Иоганн молитвенно сложил руки перед грудью. У него сладостное, разнеженное лицо.
— И все без штанов! Счастливые пташечки!
— Пташечки? — переспросил комиссар. — Какие пташечки? Откуда взялись пташечки?
— Крохотные птички, прикорнувшие в своем гнездышке, и такие довольные-довольные!
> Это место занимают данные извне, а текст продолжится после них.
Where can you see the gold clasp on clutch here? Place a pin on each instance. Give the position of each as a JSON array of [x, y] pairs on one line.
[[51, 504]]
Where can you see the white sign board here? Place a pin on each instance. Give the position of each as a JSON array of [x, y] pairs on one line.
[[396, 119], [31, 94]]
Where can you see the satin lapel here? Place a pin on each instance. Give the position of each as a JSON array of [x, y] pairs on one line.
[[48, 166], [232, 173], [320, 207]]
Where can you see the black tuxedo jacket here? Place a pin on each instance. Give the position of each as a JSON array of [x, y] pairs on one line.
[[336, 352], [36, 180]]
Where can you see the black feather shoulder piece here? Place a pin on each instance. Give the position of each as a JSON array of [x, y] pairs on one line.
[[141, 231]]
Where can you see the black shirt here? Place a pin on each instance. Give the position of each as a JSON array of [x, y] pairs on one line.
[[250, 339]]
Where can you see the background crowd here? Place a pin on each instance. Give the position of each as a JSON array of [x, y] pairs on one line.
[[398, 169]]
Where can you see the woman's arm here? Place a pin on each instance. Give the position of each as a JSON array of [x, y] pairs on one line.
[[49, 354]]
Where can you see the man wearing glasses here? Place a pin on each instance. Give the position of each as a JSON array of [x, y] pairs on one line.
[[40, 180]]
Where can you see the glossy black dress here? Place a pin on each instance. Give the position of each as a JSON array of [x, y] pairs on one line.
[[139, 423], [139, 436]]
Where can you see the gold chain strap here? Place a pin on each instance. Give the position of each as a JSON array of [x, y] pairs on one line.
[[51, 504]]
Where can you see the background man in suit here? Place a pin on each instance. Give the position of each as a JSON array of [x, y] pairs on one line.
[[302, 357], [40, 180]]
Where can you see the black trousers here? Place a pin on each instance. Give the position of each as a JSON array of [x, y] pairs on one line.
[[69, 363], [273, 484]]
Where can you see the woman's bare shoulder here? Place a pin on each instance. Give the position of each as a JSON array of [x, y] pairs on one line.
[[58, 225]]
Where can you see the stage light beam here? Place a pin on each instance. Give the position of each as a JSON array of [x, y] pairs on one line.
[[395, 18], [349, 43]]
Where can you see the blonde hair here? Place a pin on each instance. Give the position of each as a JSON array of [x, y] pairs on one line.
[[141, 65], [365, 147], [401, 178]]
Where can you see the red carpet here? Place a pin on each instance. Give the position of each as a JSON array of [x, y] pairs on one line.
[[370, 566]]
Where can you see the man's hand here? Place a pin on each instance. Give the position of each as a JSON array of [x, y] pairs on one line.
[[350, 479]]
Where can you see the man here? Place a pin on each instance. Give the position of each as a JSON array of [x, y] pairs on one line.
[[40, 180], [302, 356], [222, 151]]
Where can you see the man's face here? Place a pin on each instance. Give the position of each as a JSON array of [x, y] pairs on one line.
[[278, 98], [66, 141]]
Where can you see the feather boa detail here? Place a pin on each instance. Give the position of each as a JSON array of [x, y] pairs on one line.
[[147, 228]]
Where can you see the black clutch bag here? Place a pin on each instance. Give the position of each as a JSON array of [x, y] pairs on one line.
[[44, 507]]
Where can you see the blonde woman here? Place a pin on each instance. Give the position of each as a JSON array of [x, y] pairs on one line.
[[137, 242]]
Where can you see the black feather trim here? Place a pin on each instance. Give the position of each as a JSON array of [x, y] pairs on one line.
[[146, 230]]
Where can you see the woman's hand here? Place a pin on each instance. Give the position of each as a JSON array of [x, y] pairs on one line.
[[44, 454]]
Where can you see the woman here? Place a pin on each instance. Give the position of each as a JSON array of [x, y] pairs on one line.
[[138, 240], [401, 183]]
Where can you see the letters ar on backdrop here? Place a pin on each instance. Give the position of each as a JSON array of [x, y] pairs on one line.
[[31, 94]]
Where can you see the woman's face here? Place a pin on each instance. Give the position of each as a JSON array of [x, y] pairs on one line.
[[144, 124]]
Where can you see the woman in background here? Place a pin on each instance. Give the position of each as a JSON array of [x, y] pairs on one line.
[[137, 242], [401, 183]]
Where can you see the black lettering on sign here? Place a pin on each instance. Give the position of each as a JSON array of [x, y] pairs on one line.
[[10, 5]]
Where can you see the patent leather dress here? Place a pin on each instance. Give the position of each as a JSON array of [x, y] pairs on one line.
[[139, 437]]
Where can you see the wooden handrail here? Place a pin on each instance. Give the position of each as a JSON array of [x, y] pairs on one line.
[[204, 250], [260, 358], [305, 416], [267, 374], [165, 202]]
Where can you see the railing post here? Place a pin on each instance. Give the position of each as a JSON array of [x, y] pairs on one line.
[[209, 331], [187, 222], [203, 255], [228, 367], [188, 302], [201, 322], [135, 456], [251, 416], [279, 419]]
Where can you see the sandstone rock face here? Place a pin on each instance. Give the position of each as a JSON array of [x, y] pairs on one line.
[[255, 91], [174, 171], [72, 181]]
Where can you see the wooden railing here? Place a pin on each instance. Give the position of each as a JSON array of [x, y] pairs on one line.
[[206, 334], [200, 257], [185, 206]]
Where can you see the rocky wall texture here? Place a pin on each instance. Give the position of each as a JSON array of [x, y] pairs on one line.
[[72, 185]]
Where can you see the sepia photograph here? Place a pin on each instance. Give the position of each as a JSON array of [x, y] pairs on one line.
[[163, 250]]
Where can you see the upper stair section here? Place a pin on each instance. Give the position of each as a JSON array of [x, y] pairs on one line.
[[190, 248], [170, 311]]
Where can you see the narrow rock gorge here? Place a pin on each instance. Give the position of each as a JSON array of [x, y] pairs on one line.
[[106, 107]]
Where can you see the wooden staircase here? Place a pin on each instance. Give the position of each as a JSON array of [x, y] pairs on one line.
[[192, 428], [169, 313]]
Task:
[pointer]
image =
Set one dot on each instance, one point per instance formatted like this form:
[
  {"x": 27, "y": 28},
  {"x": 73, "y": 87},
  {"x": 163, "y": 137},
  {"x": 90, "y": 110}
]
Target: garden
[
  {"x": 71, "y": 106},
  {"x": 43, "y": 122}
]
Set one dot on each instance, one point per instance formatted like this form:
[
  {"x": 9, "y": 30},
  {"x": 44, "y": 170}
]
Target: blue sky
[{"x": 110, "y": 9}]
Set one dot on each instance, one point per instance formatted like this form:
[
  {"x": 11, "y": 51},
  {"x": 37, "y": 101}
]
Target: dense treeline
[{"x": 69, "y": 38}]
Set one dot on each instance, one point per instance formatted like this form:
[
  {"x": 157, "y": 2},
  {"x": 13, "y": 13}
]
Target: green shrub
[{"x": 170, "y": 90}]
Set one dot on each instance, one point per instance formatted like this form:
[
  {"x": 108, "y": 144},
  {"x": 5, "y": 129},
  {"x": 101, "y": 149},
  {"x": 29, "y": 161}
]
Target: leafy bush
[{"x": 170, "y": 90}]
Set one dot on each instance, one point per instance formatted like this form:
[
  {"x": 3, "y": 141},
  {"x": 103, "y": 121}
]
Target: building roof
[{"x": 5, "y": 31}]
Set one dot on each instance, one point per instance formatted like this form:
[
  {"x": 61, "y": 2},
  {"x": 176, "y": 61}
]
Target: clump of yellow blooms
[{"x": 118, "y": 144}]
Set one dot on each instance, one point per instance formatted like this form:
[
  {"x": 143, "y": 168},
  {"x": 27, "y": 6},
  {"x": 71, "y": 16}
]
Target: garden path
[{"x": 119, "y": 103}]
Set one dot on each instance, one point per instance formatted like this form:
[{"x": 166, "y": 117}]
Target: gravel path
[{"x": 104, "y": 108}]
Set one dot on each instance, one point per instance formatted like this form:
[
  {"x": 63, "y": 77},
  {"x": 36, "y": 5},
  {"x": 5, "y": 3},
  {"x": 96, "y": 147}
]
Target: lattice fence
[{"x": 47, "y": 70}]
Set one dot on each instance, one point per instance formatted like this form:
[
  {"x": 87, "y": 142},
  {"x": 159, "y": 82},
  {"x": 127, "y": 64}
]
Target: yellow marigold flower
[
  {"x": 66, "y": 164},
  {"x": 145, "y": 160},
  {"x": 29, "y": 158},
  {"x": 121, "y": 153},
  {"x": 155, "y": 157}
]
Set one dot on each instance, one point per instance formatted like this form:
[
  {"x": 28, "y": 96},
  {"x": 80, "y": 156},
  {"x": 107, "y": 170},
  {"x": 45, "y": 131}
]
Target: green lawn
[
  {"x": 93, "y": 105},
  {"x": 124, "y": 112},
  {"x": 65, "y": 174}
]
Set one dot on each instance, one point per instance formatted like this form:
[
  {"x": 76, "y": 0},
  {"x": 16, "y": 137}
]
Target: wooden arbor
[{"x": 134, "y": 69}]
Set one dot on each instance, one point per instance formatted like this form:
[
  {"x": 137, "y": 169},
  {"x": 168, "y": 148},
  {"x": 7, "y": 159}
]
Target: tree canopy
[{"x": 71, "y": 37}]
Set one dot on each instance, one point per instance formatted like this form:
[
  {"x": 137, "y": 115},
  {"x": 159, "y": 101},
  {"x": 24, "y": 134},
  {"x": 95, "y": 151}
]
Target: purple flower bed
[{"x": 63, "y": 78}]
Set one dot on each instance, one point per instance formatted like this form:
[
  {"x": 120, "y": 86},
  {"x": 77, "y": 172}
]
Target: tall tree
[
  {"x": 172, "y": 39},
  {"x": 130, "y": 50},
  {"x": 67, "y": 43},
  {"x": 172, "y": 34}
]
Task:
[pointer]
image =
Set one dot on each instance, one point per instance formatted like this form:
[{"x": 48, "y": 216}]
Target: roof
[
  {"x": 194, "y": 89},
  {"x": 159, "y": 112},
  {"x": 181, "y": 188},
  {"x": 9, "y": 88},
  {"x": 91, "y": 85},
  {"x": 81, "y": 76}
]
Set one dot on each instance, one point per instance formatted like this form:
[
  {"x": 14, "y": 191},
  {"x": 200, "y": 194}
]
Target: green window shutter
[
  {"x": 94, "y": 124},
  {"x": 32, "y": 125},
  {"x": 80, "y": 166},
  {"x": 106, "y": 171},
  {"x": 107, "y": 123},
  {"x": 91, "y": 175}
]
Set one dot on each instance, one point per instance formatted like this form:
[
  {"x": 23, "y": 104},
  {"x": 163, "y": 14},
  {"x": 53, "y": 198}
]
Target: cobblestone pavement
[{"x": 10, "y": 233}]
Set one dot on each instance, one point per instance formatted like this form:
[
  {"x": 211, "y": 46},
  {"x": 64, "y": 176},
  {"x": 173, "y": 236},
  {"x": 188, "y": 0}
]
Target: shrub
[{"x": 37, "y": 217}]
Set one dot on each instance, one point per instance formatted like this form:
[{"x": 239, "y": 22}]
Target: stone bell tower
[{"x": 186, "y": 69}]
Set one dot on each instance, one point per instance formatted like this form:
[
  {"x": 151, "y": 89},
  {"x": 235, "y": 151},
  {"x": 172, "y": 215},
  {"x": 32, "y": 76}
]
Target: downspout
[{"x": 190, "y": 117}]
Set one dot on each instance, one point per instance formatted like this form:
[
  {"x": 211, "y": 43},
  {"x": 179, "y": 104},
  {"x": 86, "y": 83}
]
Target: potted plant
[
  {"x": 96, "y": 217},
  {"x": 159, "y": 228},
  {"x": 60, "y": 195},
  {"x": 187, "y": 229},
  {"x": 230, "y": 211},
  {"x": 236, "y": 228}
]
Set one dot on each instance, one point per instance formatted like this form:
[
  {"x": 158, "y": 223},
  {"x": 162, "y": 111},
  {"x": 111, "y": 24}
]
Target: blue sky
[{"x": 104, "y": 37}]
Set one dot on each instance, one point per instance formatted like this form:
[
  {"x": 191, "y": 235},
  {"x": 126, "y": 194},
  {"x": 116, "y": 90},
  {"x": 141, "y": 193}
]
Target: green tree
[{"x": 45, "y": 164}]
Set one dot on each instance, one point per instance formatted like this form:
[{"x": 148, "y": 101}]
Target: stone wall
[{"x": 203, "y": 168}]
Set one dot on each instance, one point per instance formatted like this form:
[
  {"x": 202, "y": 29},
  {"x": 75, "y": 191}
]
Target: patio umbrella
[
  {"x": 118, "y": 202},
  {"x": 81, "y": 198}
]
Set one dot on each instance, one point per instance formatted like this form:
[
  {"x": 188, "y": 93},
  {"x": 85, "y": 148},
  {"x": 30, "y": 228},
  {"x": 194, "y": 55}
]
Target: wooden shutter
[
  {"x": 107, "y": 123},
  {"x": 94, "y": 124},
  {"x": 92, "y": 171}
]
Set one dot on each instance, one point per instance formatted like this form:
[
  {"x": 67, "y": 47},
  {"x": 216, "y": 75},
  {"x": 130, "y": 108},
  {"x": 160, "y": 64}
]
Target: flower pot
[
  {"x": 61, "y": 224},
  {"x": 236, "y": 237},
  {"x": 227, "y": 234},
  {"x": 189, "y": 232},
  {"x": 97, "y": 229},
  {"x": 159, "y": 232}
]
— Этот грязный еврей продолжает подрывать наши моральные устои! — рявкнул Шатц.
— Какой еврей? — удивился барон.
И вот тут Шатц сорвался. Да, неосмотрительно, но, может, он все-таки удержится и не начнет выкладывать все подряд? А то ведь кончится тем, что они упрячут его в клинику и станут пичкать, чтобы прикончить меня, новыми наркотиками. Я попытался его удержать. Но он уже был так раздражен, что начисто позабыл все наши хитрые правила, наше искусство проскальзывать в тени по просторам истории, утратил знаменитый инстинкт самосохранения, который мы до невероятности развили в себе.
— Как это — какой? — заорал он. — Да все тот же! От этого просто воняет вырожденческим искусством, — диббук, Голем, фантастика пражской школы, они возвращаются! Господа, я вас предупреждаю: мы все оказались в лапах третьеразрядного паяца по имени Чингиз-Хаим, который выступал со своим непристойным номером в еврейских кабаре. А сейчас он отплясывает свою хору на наших головах.
Ну, этого я уже не мог вытерпеть. Пританцовывая, я исполнил перед Шатцхеном ускоренный выход. Он замер с открытым ртом, глядя куда-то в пространство. Он-то прекрасно знает, что это не сон, это кошмар, иначе говоря, реальность. Спиртное придает расследуемому делу дурную, искаженную, ирреальную окраску, но тем не менее о нем кричат газеты всего мира на первых страницах, так что напрасно щипать себя, чтобы проснуться. Это реальность. И она становится все очевидней, бросается в глаза, потому что сорок один труп — вот они, их можно пересчитать, можно представить. Они фигуративны. Вот если бы их было пятьдесят миллионов, то очень скоро о них перестали бы говорить. Потому что это была бы уже чистая абстракция.
А комиссар как раз и производит подсчет:
— Двадцать четыре в лесу и на дорогах плюс семнадцать в парке, получается ровно сорок один…
— Плюс солонка, плюс…
Барон, похоже, признал очевидное.
— Боже мой, — простонал он, — моя жена обманывает меня!
— Ну наконец-то, — бросил комиссар. — Он начинает понимать.
Садовник Иоганн опустился на стул. Он вертит в руках соломенную шляпу. Взор его увлажнен слезами. Взор устремлен вдаль, в бесконечность. Это чистая простая душа. Иоганн знает, что нужно мужчине для счастья. Он видит этот маленький абсолют, единственный, которого можно достичь, бесконечно прекрасный и такой нежный, покрытый мягоньким пушком, чирик-чирик, который поет, призывает, обещает. Нечто надежное, позитивное, чем можно обладать. Вот он. Иоганн хочет, очень хочет. Он указывает пальцем в пространство.